„Ich wäre bei Lockerungen erst einmal vorsichtig“
RAVENSBURG - Eine der ersten Maßnahmen zur Eindämmung von Covid-19 war, Kindergärten und Schulen zu schließen. Nun wird darüber debattiert, wann wieder mit dem Schulunterricht begonnen werden kann. Florian Bührer hat Virologe Professor Thomas Mertens gefragt, ob Kinder das Virus verbreiten und ob in Schulen ein Mindestabstand nötig ist.
Eine Studie der Uniklinik Dresden in Sachsen besagt, dass Kinder nicht die Treiber des Virus sind, sondern es eher bremsen.
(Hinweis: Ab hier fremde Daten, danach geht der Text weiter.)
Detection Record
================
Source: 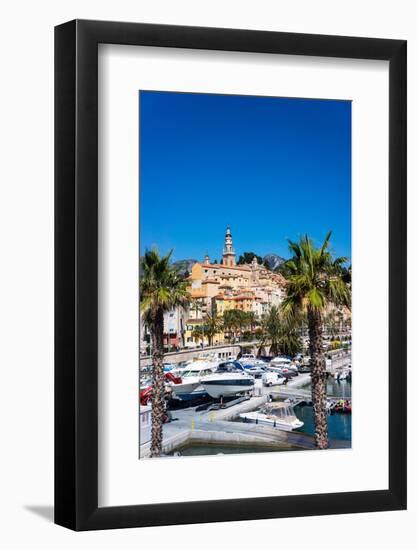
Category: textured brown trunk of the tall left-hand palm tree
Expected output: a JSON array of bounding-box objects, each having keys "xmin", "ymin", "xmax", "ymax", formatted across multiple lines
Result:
[{"xmin": 151, "ymin": 310, "xmax": 165, "ymax": 457}]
Was ist davon zu halten?
Weltweit wird die Rolle der Kinder im Sars-CoV-2 Infektionsgeschehen intensiv wissenschaftlich untersucht, es gibt über 700 Publikationen dazu. Insbesondere auch deshalb, weil Kinder bei vielen anderen Atemwegsinfektionen – wegen fehlender Grundimmunität – besonders intensiv an der Weiterverbreitung beteiligt sind. Diese Untersuchungen sind schwierig, da man Kinder und Erwachsene vergleichen muss, die tatsächlich eine vergleichbare Chance hatten sich zu infizieren. Man weiß derzeit genau, dass 1. Kinder infiziert werden können, 2. das Virus auch weitergeben können, 3. viel seltener schwer erkranken. Einige Untersuchungen weisen darauf hin, dass Kinder auch seltener infiziert werden und seltener Infektionsquelle für andere sind. Diese Aussage kann aber derzeit noch nicht endgültig getroffen werden. Ebenso wenig ist endgültig klar, ob infizierte Kinder ohne Krankheitszeichen wirklich weniger Sars-CoV-2 ausscheiden als entsprechend asymptomatische Erwachsene. Die Ursache für geringere Infizierbarkeit könnte an Unterschieden bei den Zellrezeptoren für die Virusinfektion liegen, aber dies ist auch noch nicht bewiesen. Es scheint so zu sein, dass kleine Kinderzumindest keine große Rolle bei der Weiterverbreitung spielen.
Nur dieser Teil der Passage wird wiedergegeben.